The Delta Saints | Bones | Rating: 9.5/11 |
Whatever it is that you’ve come to expect from the Delta Saints, be like Frozen and let it go.
No, the Nashville band has not abandoned their jones for gritty blues and howling rock for unfortunate ventures into dub step or selfie pop. But anyone can make a blues/rock record and pretty much anyone has. What the Delta Saints have done is get a little adventurous and loose in the kitchen, cooking up a batch of sizzle and swirl, tempests in deep and moody teacups, all while dishing out tasty bits of funk and boozy blues rock, laced with soul and rootsy swagger; all of it groove heady, authentic and as strong as bones.

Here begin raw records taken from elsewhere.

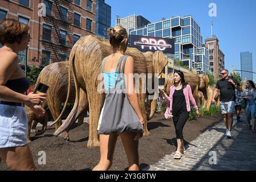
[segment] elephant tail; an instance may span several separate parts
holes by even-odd
[[[65,104],[63,106],[63,109],[62,109],[61,113],[60,113],[59,117],[52,123],[51,124],[50,126],[53,126],[55,125],[58,121],[61,118],[62,115],[63,115],[63,113],[65,111],[65,110],[66,109],[67,105],[68,104],[68,98],[69,98],[69,94],[70,94],[70,87],[71,85],[71,72],[72,70],[73,70],[73,67],[74,67],[74,61],[75,61],[75,53],[71,53],[69,57],[69,69],[68,69],[68,93],[67,94],[67,98],[66,101],[65,102]],[[76,81],[75,78],[74,77],[74,81]]]

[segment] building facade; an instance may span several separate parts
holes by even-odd
[[[117,15],[115,19],[115,24],[119,24],[126,29],[128,34],[130,34],[131,31],[144,27],[150,23],[151,23],[150,21],[141,15],[132,15],[121,18]]]
[[[131,16],[123,19],[129,17]],[[175,54],[173,56],[175,61],[187,69],[196,69],[199,74],[205,74],[209,70],[208,50],[202,47],[201,28],[192,16],[173,17],[148,24],[141,28],[132,27],[134,23],[126,27],[126,24],[120,24],[128,28],[131,35],[174,38]]]
[[[32,39],[19,63],[43,67],[68,60],[81,36],[95,34],[96,6],[96,0],[4,0],[0,18],[29,26]]]
[[[242,52],[241,55],[241,69],[248,72],[253,72],[253,53],[249,52]],[[253,80],[253,73],[242,71],[242,80]]]
[[[96,0],[96,35],[108,39],[108,30],[111,26],[111,6],[105,0]]]
[[[221,78],[220,72],[225,69],[225,55],[220,48],[217,37],[205,39],[205,46],[209,49],[210,71],[214,73],[216,79]]]

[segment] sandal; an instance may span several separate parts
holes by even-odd
[[[174,155],[174,159],[180,159],[181,158],[182,154],[180,152],[176,151],[175,154]]]
[[[185,153],[186,152],[186,150],[185,150],[185,148],[184,149],[181,149],[180,150],[180,153],[181,153],[181,154],[184,154],[184,153]]]

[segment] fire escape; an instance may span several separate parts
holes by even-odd
[[[59,42],[56,43],[52,41],[52,38],[51,38],[51,41],[45,40],[43,38],[42,40],[42,42],[44,44],[48,44],[53,51],[56,57],[56,59],[54,61],[54,62],[59,62],[61,60],[61,58],[57,51],[58,47],[64,49],[71,48],[66,44],[66,40],[63,39],[61,37],[61,34],[59,27],[59,24],[61,24],[61,26],[66,26],[68,28],[69,25],[71,24],[71,20],[68,20],[67,16],[64,16],[63,15],[63,13],[61,11],[61,6],[60,5],[60,1],[53,0],[52,3],[48,3],[48,5],[49,7],[51,13],[46,13],[46,16],[44,17],[46,22],[50,23],[54,27]],[[63,1],[65,2],[65,3],[69,4],[72,2],[72,0],[63,0]],[[55,10],[52,8],[53,6],[53,3],[55,4],[56,9],[57,10],[57,14],[59,15],[59,18],[57,18],[57,16],[56,16],[57,13],[55,13],[54,11]],[[52,32],[52,34],[53,34]]]

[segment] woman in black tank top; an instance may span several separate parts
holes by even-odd
[[[0,20],[0,163],[13,170],[35,170],[27,146],[27,118],[24,104],[36,114],[44,115],[38,105],[45,94],[24,93],[29,81],[18,64],[19,51],[26,49],[30,40],[28,27],[14,19]]]

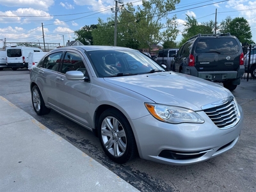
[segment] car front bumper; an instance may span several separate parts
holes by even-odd
[[[241,108],[241,107],[240,107]],[[141,158],[155,162],[186,165],[209,159],[231,149],[237,142],[243,125],[220,129],[204,111],[198,113],[204,124],[171,124],[151,115],[132,121]]]

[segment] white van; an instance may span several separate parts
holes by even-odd
[[[0,51],[0,70],[6,68],[6,51]]]
[[[33,52],[28,54],[28,69],[31,70],[48,52]]]
[[[37,47],[23,46],[7,47],[6,63],[8,68],[16,70],[18,68],[27,68],[28,65],[28,54],[29,52],[43,52]]]

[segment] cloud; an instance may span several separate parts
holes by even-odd
[[[53,23],[57,26],[68,26],[65,22],[61,21],[58,19],[55,19]]]
[[[74,33],[74,31],[68,28],[58,27],[53,31],[53,32],[54,33],[64,33],[64,32]]]
[[[77,24],[76,22],[74,20],[72,21],[72,24],[73,26],[78,26],[78,24]]]
[[[54,4],[54,0],[1,0],[1,6],[8,7],[29,7],[35,9],[48,10]]]
[[[62,2],[61,2],[61,3],[60,3],[60,4],[61,6],[62,6],[63,8],[66,8],[66,9],[67,9],[67,10],[70,10],[70,9],[74,9],[74,7],[73,5],[72,5],[71,4],[68,4],[68,3],[67,3],[67,2],[66,2],[66,3],[62,3]]]
[[[196,14],[193,12],[188,11],[186,12],[186,15],[188,15],[189,17],[194,17],[195,18],[196,17]]]
[[[6,17],[1,17],[0,22],[8,23],[9,22],[16,22],[21,24],[29,23],[33,21],[38,22],[51,20],[53,17],[50,14],[42,10],[35,10],[33,8],[19,8],[14,11],[6,11],[5,12],[0,12],[1,15]],[[36,17],[22,17],[22,16],[36,16]],[[42,17],[40,17],[42,16]]]
[[[74,2],[76,4],[79,6],[88,6],[87,8],[93,11],[104,11],[108,10],[108,8],[109,10],[108,12],[102,12],[102,13],[109,13],[111,10],[110,8],[113,7],[115,5],[115,1],[113,0],[92,0],[92,1],[85,1],[85,0],[74,0]],[[106,10],[107,9],[107,10]]]

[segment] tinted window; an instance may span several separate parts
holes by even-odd
[[[196,44],[197,53],[218,52],[221,54],[234,54],[239,51],[239,45],[233,38],[201,38]]]
[[[79,70],[86,73],[86,68],[81,57],[77,53],[67,52],[61,67],[61,72],[65,74],[70,70]]]
[[[58,71],[62,52],[56,52],[48,56],[44,60],[44,67],[46,68]]]
[[[7,49],[7,56],[9,58],[18,58],[21,57],[21,56],[20,49]]]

Writing while on the road has obviously served the five-piece outfit well as the title track rolls deep in African trance music and chilled-out organ chords as singer Ben Ringel lobs a cautionary “Be the wind, not the willow / And rattle them bones.” It’s that yen to wander a few steps outside of any imaginary lines that makes Bones run deeper, feel fuller. Whether it’s the skittering funk of “Heavy Hammer,” the back-water and sinister echo of “Dust” where Ringel cuts his vocals cords loose, the soul-saving, Country/gospel flair and acoustic guitar play in “My Love” or the sparse, eerie story telling of “Butte La Rose,” the Delta Saints have banged out a sophomore record that fleshes out their dead to rights grasp for melding their love of traditional and present day music into a hot mess of primitive urges (hello “Soft Spoken”), emotional dread, hard hits, flashes of heat and inspired cool. I particularly direct that “inspired cool” bit at the album’s closer, “Berlin,” and the classy, experimental prog-rock sheen of it all that spirals out but never out of control. Well played, Delta Saints.
Essential Tracks: We’re just gonna skip isolating individual songs in lieu of imploring you with a music lover’s heart to just buy the whole damned album.